The equality $\ket{\psi(t)} = e^{-i\hat{H}t/\hbar} \ket{\psi_n}$ was only shown for energy eigenstates $\ket{\psi_n}$ in the previous part. Assuming we decompose the initial state $\ket{\psi}$ using the energy eigenstates
$\ket{\psi} = \sum_n c_n \ket{\psi_n},$
(44)
apply the operator $e^{-i\hat{H}t/\hbar}$ to it to get another state
$\ket{\psi'} = e^{-i\hat{H}t/\hbar} \ket{\psi}.$
(45)
Use the decomposition in Eq. 44 and the result of the previous part to show that $\ket{\psi'}$ is exactly the state corresponding to the time-evolved wavefunction in Eq. 37. That is,
$\braket{e_x}{\psi'} = \sum_n c_n\psi_n(x) \, e^{-iE_nt/\hbar}.$
(46)
Solution
With all the mathematical machinery we have developed so far, this does not seem very difficult. In the previous task, we applied the $e^{-i\hat{H}t/\hbar}$ operator to a particular eigenstate $\ket{\psi_n}$ , but there will be nothing special if we apply it to a superposition of all the eigenstates!
$\begin{align} \ket{\psi'} &= e^{-i\hat{H}t/\hbar} \ket{\psi} \\ &= e^{-i\hat{H}t/\hbar} \sum_n c_n \ket{\psi_n} \\ &= \sum_n c_n \, e^{-i\hat{H}t/\hbar} \, \ket{\psi_n} \\ \intertext{now the operator acts on the eigenstates $\ket{\psi_n}$ and we will have} \ket{\psi'} &= \sum_n c_n \, e^{-i E_n t/\hbar} \, \ket{\psi_n}, \end{align}$
(47)
which is another expression for the relation we have in Eq. 37 for the wavefunctions and we can derive that relation as
$\begin{align} \braket{e_x}{\psi'} &= \sum_n c_n \, e^{-i E_n t/\hbar} \, \braket{e_x}{\psi_n} \\ \Longrightarrow\quad \psi'(x) &= \sum_n c_n \, e^{-i E_n t/\hbar} \, \psi_n(x). \end{align}$
(48)
This shows that the state $\ket{\psi'}$ is exactly the state corresponding to the time-evolved wavefunction from the Schrodinger equation therefore we have
$\ket{\psi(t)} = \ket{\psi'} = e^{-i\hat{H}t/\hbar} \, \ket{\psi}.$
(49)

This is a fascinating result! It shows that the wavefunction corresponding to the state

e^{-i\hat{H}t/\hbar} \ket{\psi}

(50)

exactly matches the one we derived after solving the Schrodinger equation. This allows us to write

\ket{\psi(t)} = e^{-i\hat{H}t/\hbar} \ket{\psi}

(51)

for arbitrary states $\ket{\psi}$ , which means

\hat{U}(t) = e^{-i\hat{H}t/\hbar}

(52)

is the time evolution operator we were looking for.

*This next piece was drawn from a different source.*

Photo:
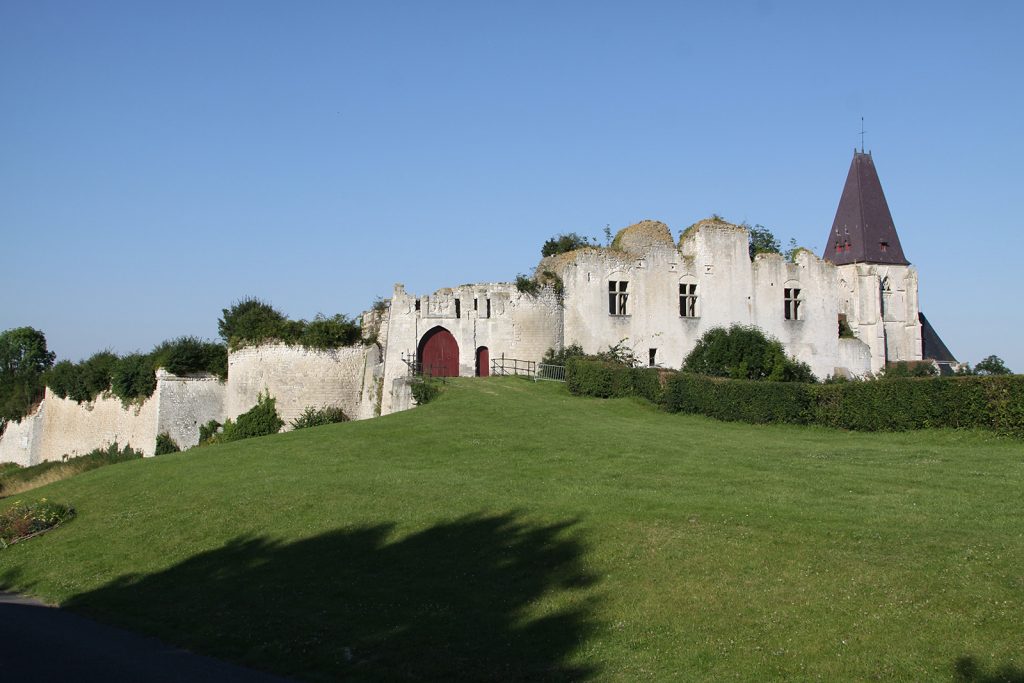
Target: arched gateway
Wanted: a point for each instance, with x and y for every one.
(438, 353)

And finally, let us show that the Schrodinger equation can be derived starting from the time evolution operator defined in Eq. 52.

The time evolution operator allows us to write

\ket{\psi(t+dt)} = \hat{U}(dt) \ket{\psi(t)}

(53)

which means starting from the $\ket{\psi(t)}$ state, we can evolve time for a short period of time $dt$ to get $\ket{\psi(t+dt)}$ .

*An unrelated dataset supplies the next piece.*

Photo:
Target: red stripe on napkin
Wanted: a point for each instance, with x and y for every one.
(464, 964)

If we assume $dt$ is small, we can approximate the time evolution operator using only the first order term in its power series

\hat{U}(dt) = e^{-i\hat{H} dt/\hbar} = \sum_{n=0}^\infty \frac{1}{n!} \Big( \frac{-i}{\hbar} \hat{H} dt \Big)^n \approx \hat{I} - \frac{i}{\hbar} \hat{H} dt.

(54)

This means Eq. 53 will become

\begin{align} \ket{\psi(t+dt)} &= \hat{U}(dt) \ket{\psi(t)} \\ &\approx \Big( \hat{I} - \frac{i}{\hbar} \hat{H} dt \Big) \ket{\psi(t)} \\ &= \ket{\psi(t)} - \frac{i}{\hbar} dt \,\, \hat{H}\ket{\psi(t)} \end{align}

(55)

Therefore we have

i\hbar \left[ \frac{\ket{\psi(t+dt)}-\ket{\psi(t)}}{dt} \right] = \hat{H}\ket{\psi(t)}.

(56)

Taking the limit $dt \to 0$ , we can write

i\hbar \pdv{}{t} \ket{\psi(t)} = \hat{H}\ket{\psi(t)}

(57)

which is exactly the Schrodinger equation (see Eq. 31) written in terms of states in the Hilbert space.